If you've been reading my blog for a few years, you may remember when I played Munchkin with my kids in 2008:
I'm going to speak in geek to people who have played Munchkin: Neither of the kids would help me, and I kept getting the Truly Obnoxious Curse, so I was having a hard time gaining levels. As a result, I was stuck at level 3 forever while they were sitting around level 7. I decided that my goal in the game would be to mess with them as much as possible, and forget trying to gain levels on my own.
Nolan was to my right. He kicked in a door and didn't find a monster, so he looked for trouble, playing a level 3 something from his hand. "Does anyone want to mess with me?" He asked, avoiding looking in my direction.
"It's funny you should ask," I said. "That's an illusion.
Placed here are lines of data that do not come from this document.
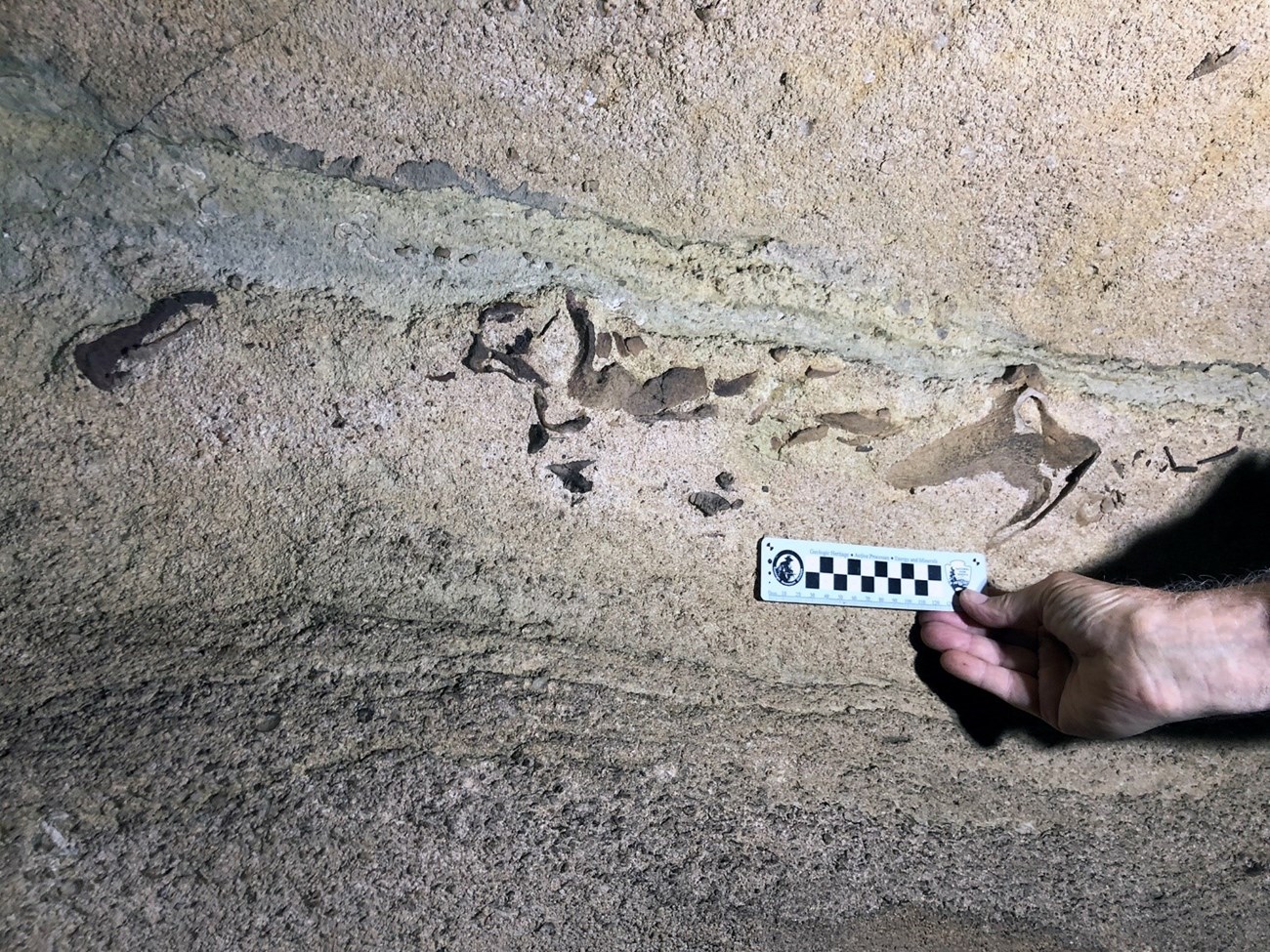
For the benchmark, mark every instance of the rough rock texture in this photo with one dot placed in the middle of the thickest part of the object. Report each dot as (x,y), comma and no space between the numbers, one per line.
(300,646)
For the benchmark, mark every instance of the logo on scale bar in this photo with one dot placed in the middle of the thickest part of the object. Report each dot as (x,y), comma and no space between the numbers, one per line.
(959,575)
(787,567)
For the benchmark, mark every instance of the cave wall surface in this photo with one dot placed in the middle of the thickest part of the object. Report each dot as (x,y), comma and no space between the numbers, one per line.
(346,600)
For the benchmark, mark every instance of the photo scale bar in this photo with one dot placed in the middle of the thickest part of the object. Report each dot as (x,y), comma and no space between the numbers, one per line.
(867,576)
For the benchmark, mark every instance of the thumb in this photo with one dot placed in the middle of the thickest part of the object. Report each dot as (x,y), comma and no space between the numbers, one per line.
(1015,609)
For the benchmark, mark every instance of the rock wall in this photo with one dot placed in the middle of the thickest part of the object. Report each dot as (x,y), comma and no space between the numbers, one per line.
(395,397)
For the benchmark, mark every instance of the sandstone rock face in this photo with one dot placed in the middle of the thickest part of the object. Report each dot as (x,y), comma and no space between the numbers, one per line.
(368,575)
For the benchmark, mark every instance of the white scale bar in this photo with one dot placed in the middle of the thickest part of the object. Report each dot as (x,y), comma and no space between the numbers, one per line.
(865,576)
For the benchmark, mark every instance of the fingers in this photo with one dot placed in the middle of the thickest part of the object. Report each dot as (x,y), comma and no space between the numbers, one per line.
(948,633)
(1054,665)
(1012,686)
(1015,609)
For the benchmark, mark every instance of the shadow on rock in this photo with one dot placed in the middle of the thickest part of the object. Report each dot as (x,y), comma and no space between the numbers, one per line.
(1224,538)
(983,718)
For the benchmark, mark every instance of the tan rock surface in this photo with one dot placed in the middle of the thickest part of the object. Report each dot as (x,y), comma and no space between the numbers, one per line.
(300,643)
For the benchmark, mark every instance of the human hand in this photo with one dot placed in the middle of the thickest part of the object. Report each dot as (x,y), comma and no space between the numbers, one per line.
(1101,660)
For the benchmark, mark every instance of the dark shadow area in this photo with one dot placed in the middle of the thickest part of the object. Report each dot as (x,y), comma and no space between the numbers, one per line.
(1223,538)
(983,718)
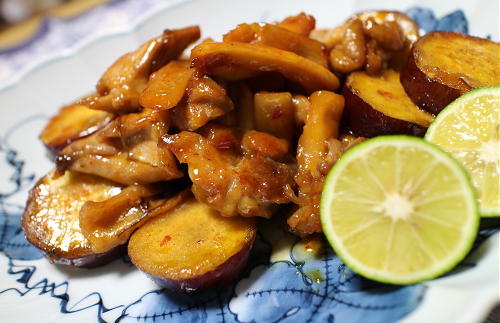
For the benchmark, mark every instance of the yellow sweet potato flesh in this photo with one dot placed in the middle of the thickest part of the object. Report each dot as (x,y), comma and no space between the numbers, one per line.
(274,36)
(167,86)
(234,61)
(189,241)
(386,94)
(459,61)
(51,218)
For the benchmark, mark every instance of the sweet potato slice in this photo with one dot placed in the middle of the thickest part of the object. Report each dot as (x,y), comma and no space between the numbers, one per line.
(167,86)
(70,123)
(51,217)
(192,247)
(235,61)
(378,105)
(444,65)
(107,224)
(277,37)
(121,85)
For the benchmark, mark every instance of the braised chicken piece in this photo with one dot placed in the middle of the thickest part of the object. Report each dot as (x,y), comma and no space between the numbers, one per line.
(318,149)
(72,122)
(119,89)
(301,24)
(278,37)
(125,151)
(370,40)
(246,176)
(205,100)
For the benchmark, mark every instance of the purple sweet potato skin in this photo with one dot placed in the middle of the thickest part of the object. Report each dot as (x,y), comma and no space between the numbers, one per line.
(427,94)
(220,276)
(361,120)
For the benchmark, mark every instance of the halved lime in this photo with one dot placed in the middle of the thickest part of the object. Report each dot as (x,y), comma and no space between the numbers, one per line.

You're actually fighting a level 18 Squidzilla." I played the appropriate cards.
"Oh, okay." Nolan pulled a card from his hand. "It's now enraged, so it gets an additional treasure." He pulled another card from his hand. "And with this Polymorph Potion, it turns into a parrot and flies away." He paused dramatically. "And I take five treasures."
"OHHH!" Ryan and Michael said.
"Man, that's a really great move," I said. "Too bad I'm playing Annihilation on it."
He was forced to discard the potion, and face the Enraged Squidzilla on his own.
"OHHH!" Ryan and Michael said."
"Okay, then." Nolan said. "I guess I'm running away."
You may also remember the 3872 Intelligent Humongous Orcs Incident of 2006, which caused much laughter and rejoicing.
Munchkin is a polarizing game. People who love it are crazy about it, and people who hate it want to kill it with fire. I fall into the middle; it can be a really fun game if the players get into the spirit of the puns and the backstabbing and don't succumb to the crabs-in-a-barrel mentality that can keep a player at level 9 an hour after the game stopped being fun.
On the most recent Tabletop, Sandeep Parikh, Felicia Day, and the game's creator Steve Jackson played Munchkin with me, and I think we illustrated exactly why this game can be so much fun:
Munchkin is one of those games that brings out the Rules Lawyers and self-proclaimed experts who spend a lot of time pointing out every time we did something that wasn't optimal, or when we screwed up with the rules, so this is a very good time for me to point something out: The goal of TableTop is to show how much fun it is to play games. It isn't a tutorial on how to win them. We know that we make mistakes (we shot 20 episodes in 10 days on a tiny budget with 60 different players) and we're okay with that.